Paralel dengan tesis di atas, maka nasionalisme kita lahir dan berkembang sebenarnya bukan saja sekedar akibat penjajahan. Nasionalisme kita adalah hasil dari kekuatan imajinasi dan keresahan intelektual, yang mengharuskan mereka, para pelopor bangsa, melihat jauh, melampaui ikatan komunitas riil masing-masing. Dalam konteks tersebut faktor ras, etnisitas, bahasa, dan agama dilihat bukan sebagai hal yang harus menghalangi konsepsi awal mereka tentang nasionalisme. Maka saat ini kita seharusnya menghargai pengalaman kolektif (sejarah) tersebut sebagai basis untuk tetap menyatakan diri sebagai bangsa Indonesia.

Apabila pengalaman sejarah bangsa ini, yang di dalamnya melekat pelajaran tentang nilai-nilai dan semangat pengorbanan dalam arti menempatkan kepentingan sendiri di belakang kepentingan bangsa tidak bisa merekatkan kembali zamrut yang akan terlepas serta mengembalikan kesadaran berbagai kelompok yang merasa paling berhak atas hitam putihnya negeri ini, lalu bagaimana kita harus memaknai proses historis tersebut?

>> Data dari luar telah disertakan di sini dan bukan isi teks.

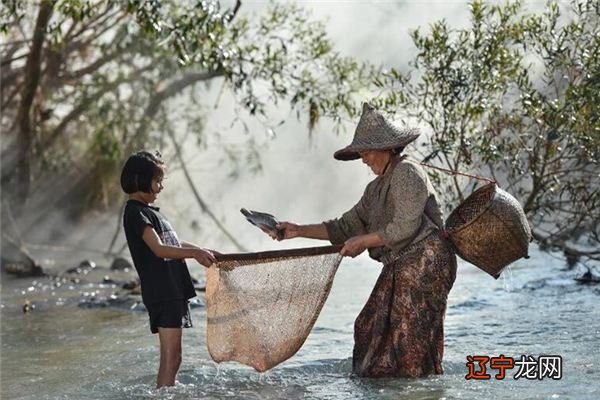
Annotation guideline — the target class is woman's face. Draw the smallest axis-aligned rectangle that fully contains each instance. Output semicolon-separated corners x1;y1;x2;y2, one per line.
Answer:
358;150;392;175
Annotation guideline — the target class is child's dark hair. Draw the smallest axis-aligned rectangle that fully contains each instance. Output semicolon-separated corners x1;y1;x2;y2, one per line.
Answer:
121;151;165;194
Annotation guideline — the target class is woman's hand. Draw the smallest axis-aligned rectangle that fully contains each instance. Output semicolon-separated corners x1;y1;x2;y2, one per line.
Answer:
194;248;217;267
267;222;300;241
340;235;368;258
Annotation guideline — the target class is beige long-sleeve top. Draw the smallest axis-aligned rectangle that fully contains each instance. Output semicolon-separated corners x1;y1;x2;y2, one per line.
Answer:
324;158;443;264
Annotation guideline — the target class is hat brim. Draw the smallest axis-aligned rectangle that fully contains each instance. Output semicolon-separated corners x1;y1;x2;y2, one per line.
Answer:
333;134;419;161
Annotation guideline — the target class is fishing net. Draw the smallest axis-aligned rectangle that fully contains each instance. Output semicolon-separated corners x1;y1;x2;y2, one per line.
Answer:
206;246;342;372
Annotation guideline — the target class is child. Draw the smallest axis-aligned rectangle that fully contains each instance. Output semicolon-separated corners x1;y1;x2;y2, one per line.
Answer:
121;151;215;388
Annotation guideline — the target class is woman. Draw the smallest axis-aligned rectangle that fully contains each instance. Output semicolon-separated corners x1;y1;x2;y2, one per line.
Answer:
274;103;456;377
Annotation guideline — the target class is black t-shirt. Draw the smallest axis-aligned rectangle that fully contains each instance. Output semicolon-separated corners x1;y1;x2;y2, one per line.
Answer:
123;200;196;305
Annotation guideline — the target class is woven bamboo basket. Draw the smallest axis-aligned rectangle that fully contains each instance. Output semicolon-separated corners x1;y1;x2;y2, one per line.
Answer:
446;183;531;279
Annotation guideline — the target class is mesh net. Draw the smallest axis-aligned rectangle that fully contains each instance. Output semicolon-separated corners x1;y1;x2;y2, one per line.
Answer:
206;246;341;372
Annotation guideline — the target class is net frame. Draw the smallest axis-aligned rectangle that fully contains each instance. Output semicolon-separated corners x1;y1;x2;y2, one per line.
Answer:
205;245;343;372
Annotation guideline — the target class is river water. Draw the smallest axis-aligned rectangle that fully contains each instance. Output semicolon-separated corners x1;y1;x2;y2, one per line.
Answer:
1;249;600;400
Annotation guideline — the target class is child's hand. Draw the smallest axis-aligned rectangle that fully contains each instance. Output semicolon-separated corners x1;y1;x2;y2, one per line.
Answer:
194;249;217;267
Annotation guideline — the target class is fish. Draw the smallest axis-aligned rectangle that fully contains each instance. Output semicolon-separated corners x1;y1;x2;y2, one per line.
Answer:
240;208;283;239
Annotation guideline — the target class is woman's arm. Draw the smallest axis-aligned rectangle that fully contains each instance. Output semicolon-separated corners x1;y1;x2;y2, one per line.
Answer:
142;225;215;267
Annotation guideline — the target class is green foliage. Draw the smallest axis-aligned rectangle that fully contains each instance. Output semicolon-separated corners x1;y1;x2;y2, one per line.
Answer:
374;0;600;254
2;0;372;211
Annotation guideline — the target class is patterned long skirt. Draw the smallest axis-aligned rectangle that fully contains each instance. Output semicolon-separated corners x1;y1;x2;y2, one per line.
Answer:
352;233;456;378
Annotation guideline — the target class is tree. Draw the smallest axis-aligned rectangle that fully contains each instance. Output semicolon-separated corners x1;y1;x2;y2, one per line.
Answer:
0;0;372;250
374;0;600;266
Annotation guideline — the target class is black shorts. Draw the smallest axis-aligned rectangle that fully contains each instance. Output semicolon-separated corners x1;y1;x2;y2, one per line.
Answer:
146;300;192;333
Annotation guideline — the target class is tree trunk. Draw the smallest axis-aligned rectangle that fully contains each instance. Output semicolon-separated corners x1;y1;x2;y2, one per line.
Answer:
10;0;55;209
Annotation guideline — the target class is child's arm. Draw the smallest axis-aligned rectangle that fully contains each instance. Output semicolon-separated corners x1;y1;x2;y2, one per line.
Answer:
142;225;216;267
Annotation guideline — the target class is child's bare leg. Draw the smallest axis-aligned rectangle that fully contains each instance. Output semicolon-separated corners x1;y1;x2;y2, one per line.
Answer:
156;328;182;389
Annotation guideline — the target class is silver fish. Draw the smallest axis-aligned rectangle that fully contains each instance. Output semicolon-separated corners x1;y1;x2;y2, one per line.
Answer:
240;208;283;239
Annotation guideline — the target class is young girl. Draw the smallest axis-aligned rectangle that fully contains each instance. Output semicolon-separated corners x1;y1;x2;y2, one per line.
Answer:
121;151;215;388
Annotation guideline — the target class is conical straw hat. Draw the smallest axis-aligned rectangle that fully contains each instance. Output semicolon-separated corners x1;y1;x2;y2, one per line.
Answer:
333;103;419;161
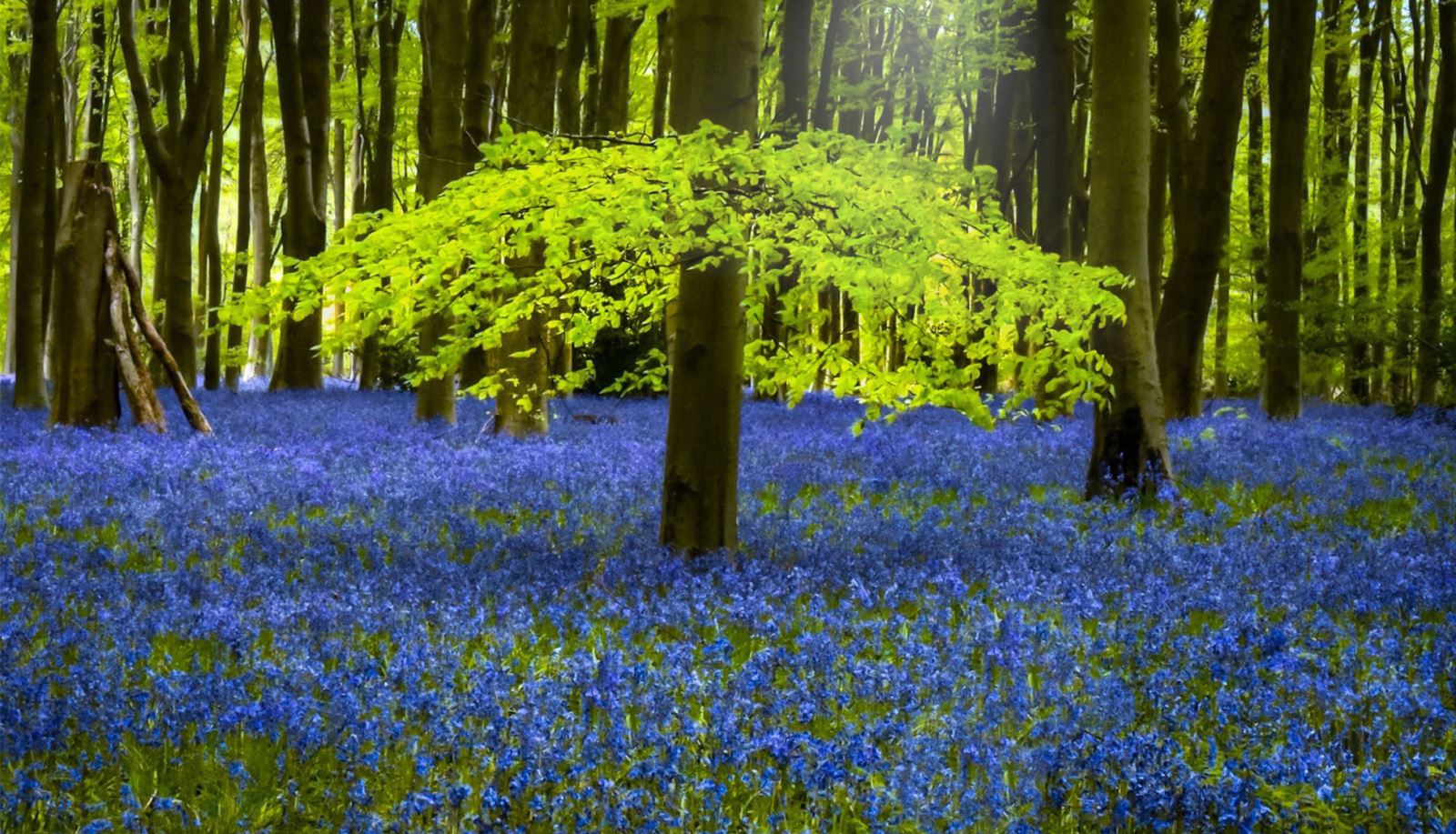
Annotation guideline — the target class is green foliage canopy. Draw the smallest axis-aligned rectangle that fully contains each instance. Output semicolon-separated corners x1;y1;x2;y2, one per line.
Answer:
224;124;1123;425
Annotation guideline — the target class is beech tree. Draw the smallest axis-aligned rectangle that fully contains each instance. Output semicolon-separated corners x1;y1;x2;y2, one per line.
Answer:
1087;0;1172;497
12;0;58;409
661;0;768;553
1264;0;1315;417
116;0;233;380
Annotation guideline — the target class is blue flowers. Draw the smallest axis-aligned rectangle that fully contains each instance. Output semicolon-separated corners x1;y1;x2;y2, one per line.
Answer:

Seharusnya kita mau menoleh kebelakang, ke suatu wilayah zaman dimana bangsa ini mengukir pengalaman kolektif, berjuang menumbuhkan nasionalisme dalam gelombang pertentangan yang teramat keras, namun ternyata mampu dilampaui. Kini ketika identitas nasional telah diwujudkan semestinya kita mampu memaknai dan mempertahankanya.

Apabila kita kembali pada bangsa sebagai komunitas takdir sebagaimana disebutkan dalam tesis Muller di atas, seharusnya nasionalisme dimaknai sebagai suatu yang given, tetapi melihat realitas Indonesia yang mengisyaratkan goyahnya pondasi kebangsaan akhir-akhir ini, tampaknya kenyataan tersebut lebih menunjukkan bahwa nasionalisme Indonesia tidak lebih dari suatu imagined communities, gambaran tentang bangsa seperti dikemukakan oleh Anderson. Komunitas bangsa Indonesia yang dibayangkan oleh Soekarno, sebagai memiliki masa lalu yang gemilang, masa kini yang kelam dan masa depan yang penuh harapan.

KESADARAN SEJARAH

Suatu bangsa terbentuk dari pengalaman bersama di masa lampau, maka sejarah menjadi esensial bagi nasion, oleh karena itu pengetahuan sejarah menjadi dasar pendidikan nasional. Dalam hal ini kita ternyata masih harus mengakui urgensi pengajaran sejarah, karena tujuan pengajaran sejarah yang pokok adalah;

1. Supaya manusia mengenal dirinya sendiri sebagai kelompok, misalnya bangsa

2. Menjadikan titik tolak pembangunan masa kini dan masa datang, karena peristiwa sejarah berkesinambungan dari lampau, kini dan datang.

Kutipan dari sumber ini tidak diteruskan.